Finding PDF's that have not been OCR'd

paul99 · January 11, 2016, 4:10am

I’ve found a few files in my database with non-OCR’d (and therefore non-searchable) PDF’s, mostly things that were emailed to me and I did not check at the time. I’d like to find all these, and OCR them now.

I found this nice (old) Tuesday tip: blog.devontechnologies.com/2007/ … ocr-layer/

But the script it references is not found (404): devon-technologies.com/files … t_Text.zip

Does anyone have a copy of this script, or something similar?

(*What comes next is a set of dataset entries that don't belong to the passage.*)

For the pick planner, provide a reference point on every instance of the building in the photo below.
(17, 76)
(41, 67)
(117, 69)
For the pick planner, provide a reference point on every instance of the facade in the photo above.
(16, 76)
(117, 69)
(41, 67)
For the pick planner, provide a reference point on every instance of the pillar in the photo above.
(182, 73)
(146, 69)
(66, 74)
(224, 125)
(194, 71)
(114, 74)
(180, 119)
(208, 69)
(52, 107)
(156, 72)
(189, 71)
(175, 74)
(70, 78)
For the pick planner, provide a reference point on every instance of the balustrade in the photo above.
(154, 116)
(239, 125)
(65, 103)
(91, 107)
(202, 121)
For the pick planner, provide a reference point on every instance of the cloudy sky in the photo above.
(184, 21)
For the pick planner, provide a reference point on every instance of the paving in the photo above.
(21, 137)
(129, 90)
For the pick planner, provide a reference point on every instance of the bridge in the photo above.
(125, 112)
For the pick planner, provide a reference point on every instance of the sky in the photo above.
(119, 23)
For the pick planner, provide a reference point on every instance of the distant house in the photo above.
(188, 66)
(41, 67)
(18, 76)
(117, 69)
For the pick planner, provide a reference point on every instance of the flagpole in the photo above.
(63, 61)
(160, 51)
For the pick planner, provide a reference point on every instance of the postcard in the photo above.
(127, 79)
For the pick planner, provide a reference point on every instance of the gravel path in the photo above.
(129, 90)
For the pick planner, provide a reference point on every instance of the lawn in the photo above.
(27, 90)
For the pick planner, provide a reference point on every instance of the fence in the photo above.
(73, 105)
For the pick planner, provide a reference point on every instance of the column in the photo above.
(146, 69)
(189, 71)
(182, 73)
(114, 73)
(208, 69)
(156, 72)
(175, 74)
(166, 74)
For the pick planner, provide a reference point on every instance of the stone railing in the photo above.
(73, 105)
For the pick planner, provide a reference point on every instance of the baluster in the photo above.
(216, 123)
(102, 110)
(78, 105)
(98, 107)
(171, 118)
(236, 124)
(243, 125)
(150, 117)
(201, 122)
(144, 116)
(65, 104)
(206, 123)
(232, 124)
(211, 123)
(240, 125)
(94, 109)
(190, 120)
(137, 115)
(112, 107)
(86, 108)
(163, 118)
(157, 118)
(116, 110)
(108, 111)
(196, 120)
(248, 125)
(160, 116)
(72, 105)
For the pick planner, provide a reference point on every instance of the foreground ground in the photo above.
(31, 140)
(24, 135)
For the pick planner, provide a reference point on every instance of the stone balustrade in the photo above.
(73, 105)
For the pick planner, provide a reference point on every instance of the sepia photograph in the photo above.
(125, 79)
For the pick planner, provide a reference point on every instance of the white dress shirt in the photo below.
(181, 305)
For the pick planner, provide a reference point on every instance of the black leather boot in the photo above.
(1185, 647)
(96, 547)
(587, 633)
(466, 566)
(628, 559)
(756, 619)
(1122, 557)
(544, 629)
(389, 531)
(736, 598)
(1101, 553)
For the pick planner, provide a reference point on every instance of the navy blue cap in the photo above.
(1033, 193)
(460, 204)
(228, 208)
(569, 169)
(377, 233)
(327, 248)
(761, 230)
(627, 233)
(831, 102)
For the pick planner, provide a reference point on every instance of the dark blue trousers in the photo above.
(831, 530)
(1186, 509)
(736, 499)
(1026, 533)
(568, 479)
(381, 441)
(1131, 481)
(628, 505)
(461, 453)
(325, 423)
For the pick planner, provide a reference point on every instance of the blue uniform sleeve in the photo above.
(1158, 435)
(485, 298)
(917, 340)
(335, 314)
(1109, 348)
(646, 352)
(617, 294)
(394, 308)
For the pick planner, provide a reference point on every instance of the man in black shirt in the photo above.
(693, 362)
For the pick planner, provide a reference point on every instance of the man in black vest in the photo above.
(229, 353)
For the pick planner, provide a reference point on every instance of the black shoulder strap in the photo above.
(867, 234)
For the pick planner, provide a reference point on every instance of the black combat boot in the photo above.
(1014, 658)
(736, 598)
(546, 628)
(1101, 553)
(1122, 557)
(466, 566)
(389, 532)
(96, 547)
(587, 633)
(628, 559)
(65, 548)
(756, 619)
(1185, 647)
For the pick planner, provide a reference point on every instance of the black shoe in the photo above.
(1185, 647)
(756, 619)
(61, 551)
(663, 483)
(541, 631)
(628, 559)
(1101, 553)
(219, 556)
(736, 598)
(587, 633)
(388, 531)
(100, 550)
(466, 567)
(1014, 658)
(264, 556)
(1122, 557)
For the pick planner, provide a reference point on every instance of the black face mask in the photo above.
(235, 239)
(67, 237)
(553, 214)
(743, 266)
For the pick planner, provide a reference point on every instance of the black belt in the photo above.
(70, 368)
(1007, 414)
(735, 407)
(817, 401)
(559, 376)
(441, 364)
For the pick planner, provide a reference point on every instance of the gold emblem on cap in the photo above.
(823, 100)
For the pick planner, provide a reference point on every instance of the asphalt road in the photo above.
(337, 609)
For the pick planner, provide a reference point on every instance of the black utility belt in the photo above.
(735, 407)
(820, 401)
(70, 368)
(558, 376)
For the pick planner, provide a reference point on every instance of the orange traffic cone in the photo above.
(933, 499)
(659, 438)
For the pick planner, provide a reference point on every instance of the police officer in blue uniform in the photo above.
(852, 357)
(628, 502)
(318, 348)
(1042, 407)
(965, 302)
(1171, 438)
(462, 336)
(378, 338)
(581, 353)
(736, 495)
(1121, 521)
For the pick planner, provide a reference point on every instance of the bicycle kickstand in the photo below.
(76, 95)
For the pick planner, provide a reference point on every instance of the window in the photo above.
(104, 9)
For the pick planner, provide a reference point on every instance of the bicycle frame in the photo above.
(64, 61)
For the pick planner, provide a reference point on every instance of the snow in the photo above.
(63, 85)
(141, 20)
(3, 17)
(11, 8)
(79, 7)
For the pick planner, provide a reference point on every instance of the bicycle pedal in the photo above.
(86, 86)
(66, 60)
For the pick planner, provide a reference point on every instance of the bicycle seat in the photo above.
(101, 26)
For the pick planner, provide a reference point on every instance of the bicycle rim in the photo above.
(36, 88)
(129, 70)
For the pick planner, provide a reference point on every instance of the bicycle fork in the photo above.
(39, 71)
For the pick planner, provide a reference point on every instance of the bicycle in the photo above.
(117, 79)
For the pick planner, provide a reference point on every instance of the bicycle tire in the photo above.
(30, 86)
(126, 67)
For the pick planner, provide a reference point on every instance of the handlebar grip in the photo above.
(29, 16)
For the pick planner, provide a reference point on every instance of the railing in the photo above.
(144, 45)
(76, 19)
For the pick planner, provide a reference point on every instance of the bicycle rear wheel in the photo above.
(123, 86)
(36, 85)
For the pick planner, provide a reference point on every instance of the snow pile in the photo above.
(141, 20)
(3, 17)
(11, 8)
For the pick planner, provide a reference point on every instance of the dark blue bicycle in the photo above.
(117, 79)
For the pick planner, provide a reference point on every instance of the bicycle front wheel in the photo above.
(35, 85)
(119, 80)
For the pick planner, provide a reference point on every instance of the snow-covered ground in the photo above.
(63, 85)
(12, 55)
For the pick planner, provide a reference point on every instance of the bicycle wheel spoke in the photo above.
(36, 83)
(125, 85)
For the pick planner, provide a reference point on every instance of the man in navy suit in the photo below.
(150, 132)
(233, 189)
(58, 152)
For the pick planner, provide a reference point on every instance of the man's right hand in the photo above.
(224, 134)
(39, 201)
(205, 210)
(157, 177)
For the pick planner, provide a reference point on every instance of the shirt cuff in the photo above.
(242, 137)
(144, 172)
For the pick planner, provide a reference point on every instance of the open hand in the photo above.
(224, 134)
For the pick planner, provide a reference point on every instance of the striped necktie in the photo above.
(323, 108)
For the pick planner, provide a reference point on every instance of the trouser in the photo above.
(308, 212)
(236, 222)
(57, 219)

I thought I could just use search or advanced search, but while I can do a search on Document Kind, the available choices cannot differentiate “PDF” vs “PDF + Text”.

Can any of you gurus help me out here? Thanks a lot in advance!

paul

BLUEFROG · January 11, 2016, 4:48am

Make a Smart Group with criteria:
Kind is PDF/PS
Word Count is 0

:^)

cgrunenberg · January 12, 2016, 3:26pm

See menu Data > New with Template > Smart Groups > PDFs (not searchable)

paul99 · January 12, 2016, 10:41pm

Thanks a lot Jim, Christian! So much depth in DevonThink, I love it.

(I’d started thinking of checking the output of pdftotext for each file, and scripting a walk thru the entire database. So much easier this way! Now I have the smart group, so it’s trivial to see if/when new files show up without text layer)

Now that I see the correct phrase to Google for, I find this nice post from Evan K. on the complete process: 40tech.com/2015/08/17/the-be … think-ocr/

BLUEFROG · January 12, 2016, 11:21pm

No problem - and yeah, DEVONthink has a lot of things to discover!

(PS:Evan has some really practical info concerning DEVONthink on his blog. A good find! )